UTHealth neurologists awarded NIH grants to explore causes of brain bleeds, dementia
Researchers at McGovern Medical School at The University of Texas Health Science Center at Houston (UTHealth) have been awarded grants from the National Institutes of Health (NIH) to explore how the buildup of protein deposits in the brain can trigger dementia and stroke.
Louise McCullough, M.D., Ph.D., professor and Roy M. and Phyllis Gough Huffington Distinguished Chair in the Department of Neurology at McGovern Medical School at UTHealth, and Robert Bryan, Ph.D., of Baylor College of Medicine, were awarded a $3.7 million grant to study the gut-brain connection in dementia and aging.
Akihiko Urayama, Ph.D., assistant professor of neurology at McGovern Medical School, received $2.2 million to examine the brain's clearance system.
Both teams are part of the Brain, Rejuvenation, Aging, Inflammation, Neurodegeneration and Stroke (BRAINS) research laboratory at McGovern Medical School. In addition to McCullough and Urayama, Sean Marrelli, Ph.D., Jun Li, Ph.D., Fudong Liu, M.D., and Venugopal Venna, Ph.D. , in the BRAINS laboratory are studying how to reverse age-related inflammation, treat vascular dementia and enhance recovery after brain injury.
McCullough and Urayama are focused on a major cause of dementia and stroke – cerebral amyloid angiopathy (CAA). This is caused by a buildup of a protein called amyloid on the walls of the blood vessels of the brain, which makes them leaky and prone to rupture.
Most people with Alzheimer's disease have CAA and many stroke survivors have it as well.

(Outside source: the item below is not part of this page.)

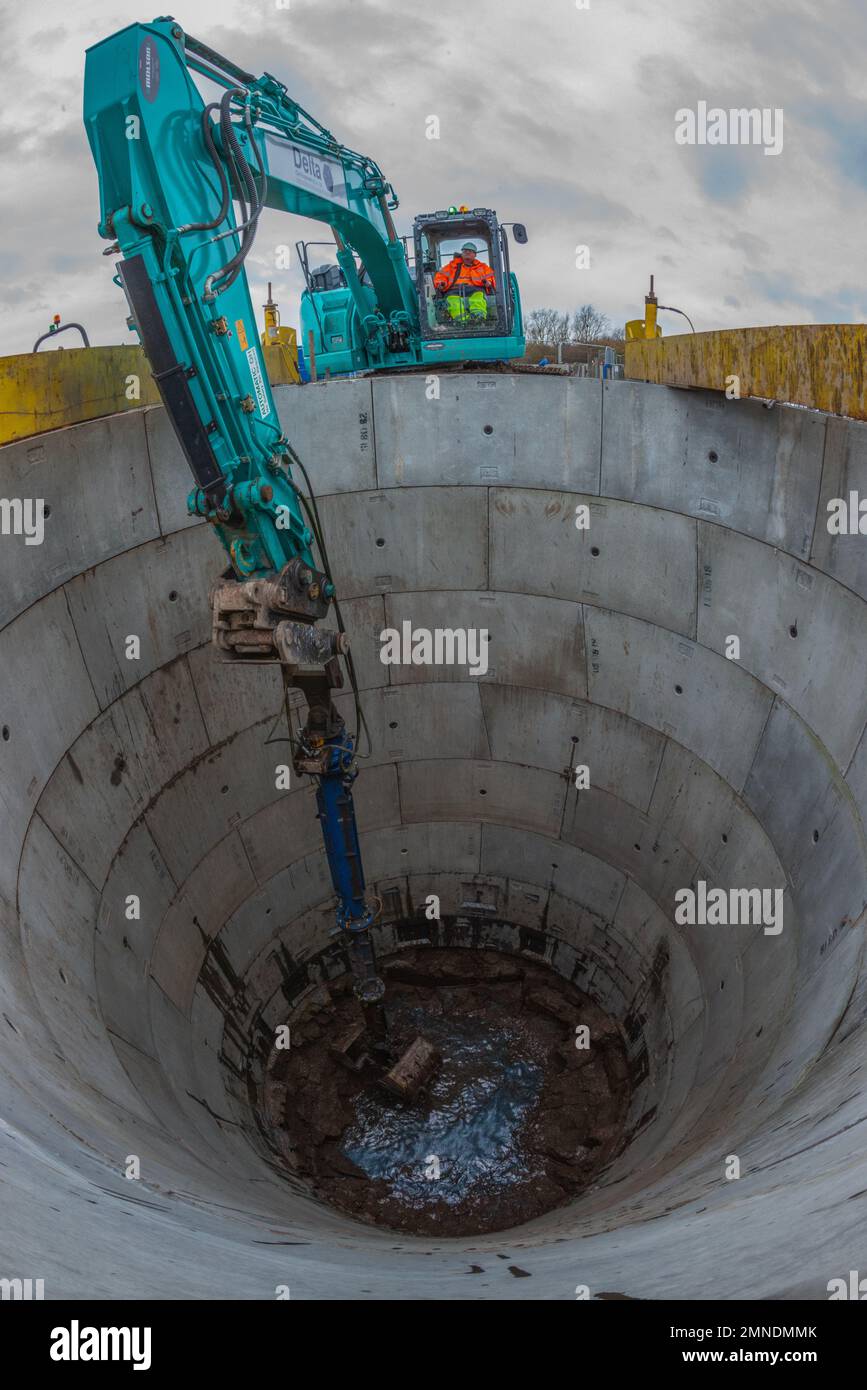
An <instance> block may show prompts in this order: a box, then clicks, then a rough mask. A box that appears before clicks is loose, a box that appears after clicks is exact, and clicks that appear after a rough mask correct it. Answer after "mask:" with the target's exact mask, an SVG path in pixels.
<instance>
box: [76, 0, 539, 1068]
mask: <svg viewBox="0 0 867 1390" xmlns="http://www.w3.org/2000/svg"><path fill="white" fill-rule="evenodd" d="M193 74H196V75H199V76H200V78H204V79H207V82H210V83H211V85H213V88H214V96H213V99H210V100H208V99H204V97H203V96H201V95H200V90H199V86H197V85H196V82H195V79H193ZM83 115H85V126H86V132H88V139H89V143H90V150H92V154H93V160H94V163H96V170H97V175H99V195H100V222H99V232H100V236H103V238H104V239H106V240H108V242H110V246H108V247H107V249H106V250H104V253H103V254H106V256H119V257H121V259H119V260H118V261H117V264H115V268H117V277H115V279H117V284H118V285H119V288H122V291H124V293H125V297H126V303H128V307H129V318H128V324H129V327H131V328H133V329H135V331H136V332H138V335H139V339H140V342H142V347H143V350H145V354H146V357H147V361H149V366H150V370H151V374H153V378H154V381H156V384H157V388H158V391H160V396H161V399H163V403H164V406H165V410H167V414H168V417H170V420H171V423H172V425H174V430H175V434H176V436H178V441H179V445H181V449H182V452H183V455H185V457H186V460H188V463H189V467H190V471H192V477H193V486H192V491H190V493H189V498H188V509H189V513H190V514H193V516H199V517H203V518H204V520H206V521H207V523H208V524H211V525H213V527H214V530H215V532H217V535H218V538H220V541H221V542H222V546H224V549H225V552H226V556H228V562H229V564H228V569H226V570H225V573H224V574H222V575H221V577H220V580H218V581H217V582H215V585H214V588H213V592H211V606H213V641H214V644H215V646H217V648H218V651H220V653H221V655H222V657H225V659H226V660H233V662H238V660H240V662H247V663H254V662H278V663H279V666H281V670H282V678H283V688H285V695H286V717H288V719H289V694H290V691H292V689H299V691H300V692H302V694H303V696H304V699H306V703H307V713H306V721H304V724H303V727H302V728H300V730H299V731H297V735H296V737H295V738H293V758H292V762H293V769H295V771H296V774H303V776H310V777H313V778H314V780H315V784H317V792H315V799H317V810H318V820H320V824H321V830H322V837H324V842H325V851H327V856H328V866H329V872H331V878H332V884H333V890H335V895H336V927H335V931H338V933H340V934H342V935H343V937H345V938H346V942H347V948H349V949H347V955H349V960H350V967H352V973H353V980H354V992H356V997H357V998H358V1001H360V1005H361V1009H363V1015H364V1020H365V1027H367V1031H368V1036H370V1038H372V1040H374V1042H372V1047H374V1049H378V1051H379V1054H381V1055H385V1056H388V1055H389V1052H388V1030H386V1019H385V1008H383V1004H382V999H383V994H385V986H383V981H382V980H381V977H379V974H378V967H377V959H375V951H374V944H372V940H371V930H370V929H371V926H372V923H374V922H375V919H377V915H378V909H377V905H375V903H374V902H371V901H370V898H368V894H367V887H365V880H364V869H363V865H361V852H360V847H358V831H357V824H356V812H354V805H353V783H354V780H356V777H357V742H358V737H360V733H361V728H363V714H361V710H360V703H358V682H357V678H356V670H354V664H353V659H352V651H350V646H349V637H347V634H346V630H345V626H343V620H342V614H340V607H339V602H338V595H336V591H335V582H333V577H332V571H331V564H329V559H328V550H327V541H325V537H324V534H322V525H321V520H320V513H318V507H317V500H315V493H314V491H313V486H311V484H310V478H308V475H307V471H306V468H304V466H303V463H302V460H300V459H299V457H297V455H296V453H295V450H293V448H292V445H290V442H289V439H288V436H286V434H285V431H283V427H282V425H281V421H279V418H278V413H276V407H275V403H274V398H272V393H271V386H270V382H268V377H267V373H265V367H264V359H263V352H261V346H260V343H258V341H257V335H256V331H254V316H253V307H251V302H250V291H249V285H247V277H246V271H245V261H246V259H247V256H249V253H250V249H251V246H253V240H254V236H256V229H257V222H258V218H260V214H261V210H263V208H264V207H272V208H282V210H283V211H289V213H297V214H302V215H304V217H311V218H317V220H320V221H324V222H327V224H328V225H329V227H331V229H332V234H333V238H335V245H336V261H338V267H336V268H338V271H339V278H340V284H333V285H329V286H325V285H322V286H317V285H315V284H311V282H310V281H308V285H307V291H306V295H307V304H306V310H304V313H306V314H307V316H308V317H310V322H311V325H313V331H314V334H317V335H318V336H317V343H318V352H320V366H321V367H322V364H325V366H327V367H331V368H333V370H335V371H358V370H363V371H381V370H392V371H393V370H399V368H410V370H413V368H414V370H428V371H429V370H432V367H431V363H438V364H439V363H443V361H452V363H459V361H468V360H488V361H490V360H497V359H503V357H509V356H520V353H521V352H522V347H524V342H522V334H521V306H520V297H518V286H517V281H515V278H514V275H513V274H511V272H510V270H509V261H507V254H509V253H507V242H506V234H504V231H503V228H502V227H500V225H499V224H497V220H496V215H495V214H493V213H492V211H490V210H486V208H474V210H471V211H470V210H468V208H463V210H461V208H447V210H443V211H439V213H435V214H425V215H424V217H421V218H417V220H415V229H414V257H413V260H414V272H413V271H411V270H410V256H408V253H407V246H406V245H404V242H403V240H402V238H400V236H399V235H397V232H396V228H395V222H393V218H392V211H393V208H395V207H396V206H397V200H396V197H395V193H393V189H392V186H390V183H388V182H386V181H385V178H383V175H382V172H381V171H379V168H378V165H377V164H375V163H374V161H372V160H371V158H368V157H367V156H363V154H357V153H354V152H353V150H349V149H347V147H346V146H343V145H339V143H338V142H336V140H335V138H333V136H332V135H331V133H329V132H328V131H327V129H325V128H324V126H322V125H320V122H318V121H315V120H314V118H313V117H310V115H308V114H307V113H306V111H303V110H302V107H299V106H297V103H296V101H293V100H292V99H290V97H289V95H288V92H286V88H285V86H283V85H282V83H281V82H278V81H276V78H274V76H271V75H268V74H264V75H263V76H260V78H256V76H253V75H251V74H249V72H245V71H243V70H242V68H239V67H238V65H236V64H233V63H231V61H229V60H228V58H225V57H222V56H221V54H218V53H215V51H214V50H213V49H210V47H208V46H207V44H204V43H201V42H200V40H197V39H195V38H192V36H190V35H188V33H185V31H183V29H182V28H181V25H179V24H178V22H176V21H175V19H174V18H172V17H171V15H170V17H163V18H158V19H154V21H153V22H151V24H133V25H129V26H128V28H125V29H121V31H119V32H118V33H114V35H113V36H110V38H107V39H104V40H103V42H100V43H97V44H94V46H93V47H90V49H89V50H88V54H86V67H85V101H83ZM236 208H238V213H236ZM467 235H472V236H474V238H475V240H481V242H482V243H484V254H486V256H488V257H489V264H490V265H492V268H493V270H495V281H496V285H495V291H493V293H492V295H489V296H488V313H486V316H485V320H484V321H482V322H481V324H478V322H475V324H474V327H472V329H471V331H470V332H467V331H465V329H463V328H461V325H449V324H443V322H442V321H440V320H439V317H438V311H436V309H435V303H433V300H435V296H433V293H432V288H431V286H432V277H433V274H435V272H436V270H438V268H439V267H440V265H442V264H443V261H445V260H447V257H449V254H450V252H452V249H453V246H454V243H456V242H459V240H460V239H463V238H464V236H467ZM515 239H517V240H521V239H524V240H525V232H524V228H522V227H520V224H515ZM304 264H306V261H304ZM306 274H307V271H306ZM293 468H297V470H299V473H300V475H302V477H303V480H304V485H306V491H303V489H302V488H300V486H299V484H297V481H296V477H295V475H293ZM332 613H333V620H335V626H333V627H329V626H325V621H327V619H329V616H331V614H332ZM340 662H343V663H345V667H346V673H347V676H349V682H350V687H352V691H353V694H354V709H356V728H354V731H349V730H347V727H346V723H345V720H343V717H342V714H340V712H339V710H338V708H336V705H335V691H339V689H340V688H342V687H343V670H342V666H340ZM289 727H290V731H292V724H290V721H289ZM417 1041H418V1040H417ZM413 1048H415V1059H414V1062H413V1063H411V1068H413V1066H415V1068H417V1070H418V1069H421V1070H424V1068H425V1066H428V1065H429V1062H431V1058H429V1056H428V1058H427V1059H425V1056H420V1049H418V1048H417V1047H415V1044H413ZM413 1048H411V1049H410V1051H413ZM421 1052H422V1054H424V1048H421ZM411 1068H410V1069H411Z"/></svg>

"The way in which the brain communicates with peripheral organs such as the gut changes with age," said McCullough, the chief of the neurology service at Memorial Hermann-Texas Medical Center and member of UT Physicians. The bacteria that live in the gut (the microbiome) have been increasingly recognized as a major factor in diseases as diverse as autism, diabetes, obesity and stroke.
"This work will examine how manipulating the microbiome, the population of bacteria residing in the gut, influences the onset and progression of CAA," she said. "We will look at how gender and age affect progression of disease, and try to alter the microbiome to slow down memory deficits."
In a mouse model of CAA, McCullough hopes to stem the amyloid buildup by altering the microbiome. She and Bryan will identify pathogenic bacteria and hope to alter them to improve disease progression.
Urayama's team is examining how the brain's clearance system can become impaired by aging and stroke.
Conducting tests in a mouse model of Alzheimer's and CAA, Urayama has identified a mechanism associated with amyloid-β clearance. "We want to confirm our results and develop clinical trials that will help patients with dementia," he said.
Awarded by the NIH's National Institute on Aging, McCullough' grant (RF1AG058473) is titled "Dynamic Non-Neuronal Interactions between the Gut Microbiota and the Brain in Aging and Cerebral Amyloid Angiopathy" and Urayama's award (RF1AG057576) is called "Glymphatic Clearance of Amyloid-β is Impaired by Fibronectin in the Basement Membrane."
McCullough and Urayama are both on the faculty of The University of Texas MD Anderson Cancer Center UTHealth Graduate School of Biomedical Sciences.
"The team effort with others in the BRAINS laboratories, neurology, the Graduate School of Biomedical Sciences, Baylor College of Medicine and superb new collaborators throughout the Texas Medical Center will help us tremendously in our mission to treat brain disease," McCullough said.
"A collaborative approach is the only way we will be able to make great discoveries that will help us treat patients," Urayama said.